Robert Jones, the founder and CEO of the Public Religion Research Institute, writes from the perspective of history, theology and current public opinion survey to illumine the unsettling truth of American Christianity’s relationship with white supremacy. Jones, a son of the American South who was raised in the Evangelical tradition, also writes this book as part-memoir, sharing his journey and his own coming to grips with the legacy of racism that continues to exists in all sectors of the American church, including mainline Protestantism and Catholicism. Jones states the proposition of “White Too Long” succinctly, writing, “It is time – indeed well beyond time – for white Christians in the United States to reckon with the racism of our past and the willful amnesia of our present.”

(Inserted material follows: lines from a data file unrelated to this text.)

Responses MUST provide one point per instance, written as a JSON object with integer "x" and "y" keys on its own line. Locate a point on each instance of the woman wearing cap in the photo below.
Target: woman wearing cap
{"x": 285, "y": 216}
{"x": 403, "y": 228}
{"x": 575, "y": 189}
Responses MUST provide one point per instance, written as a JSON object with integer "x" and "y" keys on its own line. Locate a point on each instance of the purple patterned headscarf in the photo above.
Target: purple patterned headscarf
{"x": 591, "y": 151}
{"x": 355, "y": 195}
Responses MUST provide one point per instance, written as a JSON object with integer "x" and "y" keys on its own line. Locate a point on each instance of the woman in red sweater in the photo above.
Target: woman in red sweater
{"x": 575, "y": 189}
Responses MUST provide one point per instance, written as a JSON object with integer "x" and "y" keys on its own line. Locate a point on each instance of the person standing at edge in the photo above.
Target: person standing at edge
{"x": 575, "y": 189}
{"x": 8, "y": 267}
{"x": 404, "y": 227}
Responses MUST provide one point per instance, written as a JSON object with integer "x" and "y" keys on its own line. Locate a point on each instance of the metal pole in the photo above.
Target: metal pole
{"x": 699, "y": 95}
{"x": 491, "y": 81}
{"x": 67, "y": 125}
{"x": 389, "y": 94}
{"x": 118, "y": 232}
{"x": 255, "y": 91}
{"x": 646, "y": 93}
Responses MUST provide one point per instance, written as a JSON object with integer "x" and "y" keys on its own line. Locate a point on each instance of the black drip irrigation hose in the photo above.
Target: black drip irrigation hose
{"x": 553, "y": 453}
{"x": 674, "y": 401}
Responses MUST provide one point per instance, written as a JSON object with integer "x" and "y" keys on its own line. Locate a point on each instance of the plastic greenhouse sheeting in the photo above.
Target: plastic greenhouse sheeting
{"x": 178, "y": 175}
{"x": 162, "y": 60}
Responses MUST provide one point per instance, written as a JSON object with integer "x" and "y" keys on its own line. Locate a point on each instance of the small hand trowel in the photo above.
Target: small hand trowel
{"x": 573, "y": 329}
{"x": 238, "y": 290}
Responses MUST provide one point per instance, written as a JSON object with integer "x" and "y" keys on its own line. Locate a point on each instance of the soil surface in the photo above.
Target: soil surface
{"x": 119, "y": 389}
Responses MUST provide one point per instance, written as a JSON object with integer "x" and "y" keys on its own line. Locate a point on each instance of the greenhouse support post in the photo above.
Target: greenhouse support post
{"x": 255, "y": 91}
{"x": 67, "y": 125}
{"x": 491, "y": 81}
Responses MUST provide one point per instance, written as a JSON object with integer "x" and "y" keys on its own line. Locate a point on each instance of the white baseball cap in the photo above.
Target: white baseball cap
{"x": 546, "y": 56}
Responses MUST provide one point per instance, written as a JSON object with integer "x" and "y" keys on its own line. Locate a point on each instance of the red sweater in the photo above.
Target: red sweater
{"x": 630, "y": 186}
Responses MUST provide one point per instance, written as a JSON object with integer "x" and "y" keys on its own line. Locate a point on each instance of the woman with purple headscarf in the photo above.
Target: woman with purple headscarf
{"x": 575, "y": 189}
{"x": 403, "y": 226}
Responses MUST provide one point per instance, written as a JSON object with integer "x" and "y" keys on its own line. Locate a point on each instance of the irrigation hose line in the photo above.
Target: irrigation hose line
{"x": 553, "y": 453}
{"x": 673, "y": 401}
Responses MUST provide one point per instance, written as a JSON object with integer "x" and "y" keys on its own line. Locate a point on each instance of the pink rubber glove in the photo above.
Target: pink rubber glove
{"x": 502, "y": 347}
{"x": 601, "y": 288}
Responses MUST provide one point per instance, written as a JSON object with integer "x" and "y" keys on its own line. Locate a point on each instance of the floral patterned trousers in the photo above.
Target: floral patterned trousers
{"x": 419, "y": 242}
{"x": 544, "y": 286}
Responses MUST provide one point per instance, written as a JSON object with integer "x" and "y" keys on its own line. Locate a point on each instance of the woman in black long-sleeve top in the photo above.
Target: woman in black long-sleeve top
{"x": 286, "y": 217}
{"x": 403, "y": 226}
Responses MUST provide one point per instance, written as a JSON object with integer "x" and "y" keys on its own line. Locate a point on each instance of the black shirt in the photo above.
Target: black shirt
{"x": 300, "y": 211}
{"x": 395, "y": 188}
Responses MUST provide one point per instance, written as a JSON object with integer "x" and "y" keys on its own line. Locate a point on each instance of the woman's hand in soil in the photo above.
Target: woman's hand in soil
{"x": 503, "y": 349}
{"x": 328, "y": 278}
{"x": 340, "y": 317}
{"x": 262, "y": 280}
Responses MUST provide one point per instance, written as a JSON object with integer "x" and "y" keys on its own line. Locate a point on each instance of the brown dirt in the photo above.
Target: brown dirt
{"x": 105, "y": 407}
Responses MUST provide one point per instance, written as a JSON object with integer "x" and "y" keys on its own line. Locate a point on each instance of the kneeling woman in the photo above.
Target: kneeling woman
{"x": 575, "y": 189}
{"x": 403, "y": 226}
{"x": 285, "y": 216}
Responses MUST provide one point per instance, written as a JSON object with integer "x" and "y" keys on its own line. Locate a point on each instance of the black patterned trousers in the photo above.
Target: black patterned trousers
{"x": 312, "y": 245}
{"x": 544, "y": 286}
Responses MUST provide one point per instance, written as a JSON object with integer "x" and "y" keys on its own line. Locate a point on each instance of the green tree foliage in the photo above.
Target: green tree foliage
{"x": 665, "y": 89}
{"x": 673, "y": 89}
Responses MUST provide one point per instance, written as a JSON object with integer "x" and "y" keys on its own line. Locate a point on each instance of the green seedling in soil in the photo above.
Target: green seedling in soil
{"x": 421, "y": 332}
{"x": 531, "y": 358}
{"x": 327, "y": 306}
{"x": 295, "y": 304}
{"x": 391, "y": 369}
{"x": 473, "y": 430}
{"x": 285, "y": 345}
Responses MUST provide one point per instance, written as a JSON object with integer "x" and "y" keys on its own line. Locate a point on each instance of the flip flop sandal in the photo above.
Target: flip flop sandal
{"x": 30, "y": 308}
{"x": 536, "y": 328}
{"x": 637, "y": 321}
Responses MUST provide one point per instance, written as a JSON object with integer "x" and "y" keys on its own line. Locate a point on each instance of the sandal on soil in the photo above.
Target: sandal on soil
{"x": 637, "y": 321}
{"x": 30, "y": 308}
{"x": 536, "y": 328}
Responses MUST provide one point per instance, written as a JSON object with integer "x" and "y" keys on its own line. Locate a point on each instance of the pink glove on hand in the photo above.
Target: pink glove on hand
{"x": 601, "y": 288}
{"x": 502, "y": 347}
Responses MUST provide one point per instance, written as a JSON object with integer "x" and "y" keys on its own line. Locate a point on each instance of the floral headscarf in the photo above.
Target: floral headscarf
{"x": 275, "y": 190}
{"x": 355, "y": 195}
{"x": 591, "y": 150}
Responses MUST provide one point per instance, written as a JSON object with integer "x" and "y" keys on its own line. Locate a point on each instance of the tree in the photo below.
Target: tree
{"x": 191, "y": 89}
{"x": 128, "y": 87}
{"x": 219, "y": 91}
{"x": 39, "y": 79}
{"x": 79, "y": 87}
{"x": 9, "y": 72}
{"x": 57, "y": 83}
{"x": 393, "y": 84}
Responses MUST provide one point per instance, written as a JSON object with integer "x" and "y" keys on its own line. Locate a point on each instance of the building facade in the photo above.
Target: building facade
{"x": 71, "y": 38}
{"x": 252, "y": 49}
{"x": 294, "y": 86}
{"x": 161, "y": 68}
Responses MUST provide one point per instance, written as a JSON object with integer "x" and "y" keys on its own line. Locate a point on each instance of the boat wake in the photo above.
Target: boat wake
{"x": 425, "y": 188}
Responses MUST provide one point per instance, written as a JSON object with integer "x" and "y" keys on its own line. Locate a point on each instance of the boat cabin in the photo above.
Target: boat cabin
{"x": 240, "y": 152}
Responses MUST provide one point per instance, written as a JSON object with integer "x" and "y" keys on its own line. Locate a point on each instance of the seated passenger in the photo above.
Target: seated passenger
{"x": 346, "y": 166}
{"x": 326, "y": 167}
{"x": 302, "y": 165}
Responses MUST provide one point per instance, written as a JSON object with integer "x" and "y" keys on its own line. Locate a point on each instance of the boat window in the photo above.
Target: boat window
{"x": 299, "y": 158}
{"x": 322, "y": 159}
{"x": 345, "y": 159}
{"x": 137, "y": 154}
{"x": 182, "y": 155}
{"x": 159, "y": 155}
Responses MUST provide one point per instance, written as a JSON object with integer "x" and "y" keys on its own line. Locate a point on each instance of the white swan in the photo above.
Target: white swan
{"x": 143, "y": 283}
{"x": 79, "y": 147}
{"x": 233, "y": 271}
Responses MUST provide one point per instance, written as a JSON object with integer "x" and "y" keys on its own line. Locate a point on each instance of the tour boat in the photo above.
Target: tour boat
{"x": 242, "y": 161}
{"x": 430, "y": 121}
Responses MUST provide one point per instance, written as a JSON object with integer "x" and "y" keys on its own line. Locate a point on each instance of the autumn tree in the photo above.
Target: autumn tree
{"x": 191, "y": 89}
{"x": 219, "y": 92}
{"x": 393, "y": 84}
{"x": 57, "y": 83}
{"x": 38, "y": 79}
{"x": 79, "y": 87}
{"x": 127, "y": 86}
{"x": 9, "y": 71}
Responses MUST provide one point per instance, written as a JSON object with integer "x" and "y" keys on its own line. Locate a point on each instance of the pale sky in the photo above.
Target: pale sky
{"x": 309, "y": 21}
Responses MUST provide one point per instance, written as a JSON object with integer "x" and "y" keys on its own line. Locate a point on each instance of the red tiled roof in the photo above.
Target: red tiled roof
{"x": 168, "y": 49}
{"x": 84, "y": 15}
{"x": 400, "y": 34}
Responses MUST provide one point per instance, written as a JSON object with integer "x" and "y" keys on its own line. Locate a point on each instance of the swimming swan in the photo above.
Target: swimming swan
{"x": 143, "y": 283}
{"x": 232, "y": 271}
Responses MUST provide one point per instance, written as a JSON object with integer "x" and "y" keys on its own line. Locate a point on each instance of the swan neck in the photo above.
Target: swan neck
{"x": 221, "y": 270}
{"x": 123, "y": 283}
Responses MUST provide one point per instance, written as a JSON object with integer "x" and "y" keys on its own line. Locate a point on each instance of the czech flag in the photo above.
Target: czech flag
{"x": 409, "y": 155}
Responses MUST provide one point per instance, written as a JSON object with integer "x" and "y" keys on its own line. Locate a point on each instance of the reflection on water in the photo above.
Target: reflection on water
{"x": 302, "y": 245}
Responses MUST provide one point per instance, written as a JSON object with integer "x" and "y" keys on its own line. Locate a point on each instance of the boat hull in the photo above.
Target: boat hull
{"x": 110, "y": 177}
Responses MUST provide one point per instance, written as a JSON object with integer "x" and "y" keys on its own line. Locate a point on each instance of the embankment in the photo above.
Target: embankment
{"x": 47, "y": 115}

The book is cogently organized and clearly addresses the author’s essential proposition. In chapter titles (Seeing, Remembering, Believing, Marking, Mapping, Telling and Reckoning), Jones leads the reader on a journey. The first step on the journey is to recognize the current moment and open our eyes to the historical truth of American Christianity’s complicity in white supremacy. Jones then masterfully looks at the theology of Christianity in the United States and how it has played a part in the establishment of white supremacy. Then from the Reconstruction era, to the Jim Crow era, to the civil rights movement and into the present day, the author tells how the monuments and symbols of white supremacy have been, both consciously and unconsciously, embraced by white Christians to maintain the status quo of white dominance. In the chapter “Mapping,” Jones draws on his special knowledge of opinion research to elucidate how racial biases continue to tenaciously manifest themselves in the thoughts and opinions of Christians in America today.

Most hopefully, in the chapter on “Telling,” Jones gives some signs of a better future for the nation and the church. He is clear that there is still much work to do, but in the examples he gives, he sees harbingers of healing. One the most moving stories Jones shares is that of his return to Macon, Georgia — his city of birth and where generations of his own family resided. There are two First Baptist Churches in Macon — one white and one Black. Jones tells how these two congregations, with the leadership of the pastors, are committing to the hard work of racial healing — coming to grips with history, and building bridges to reconciliation and repair. This story was so moving that if there was any way to improve on Jones’ book, it would be to include other stories of churches doing this difficult but essential work.

Jones closes his book with a chapter titled “Reckoning,” where he lays out the challenge of not only reconciliation, but repair and restitution, for the damage white supremacy has inflicted on individuals of all races, the church and the nation. It is a call to justice in the midst of ongoing injustice.

This is a book so timely that every American Christian should read it. In the wake of the January 6 assault on the U.S. Capitol, where the Confederate battle flag was hoisted proudly by white supremacists, it is especially urgent that Christians of good faith acknowledge our own historical and theological responsibility for where we are and how, by God’s grace, we might find a better way forward.

L. Ted Smith is honorably retired, lives in Chatsworth, Georgia, and serves as chaplain with Kindred Hospice.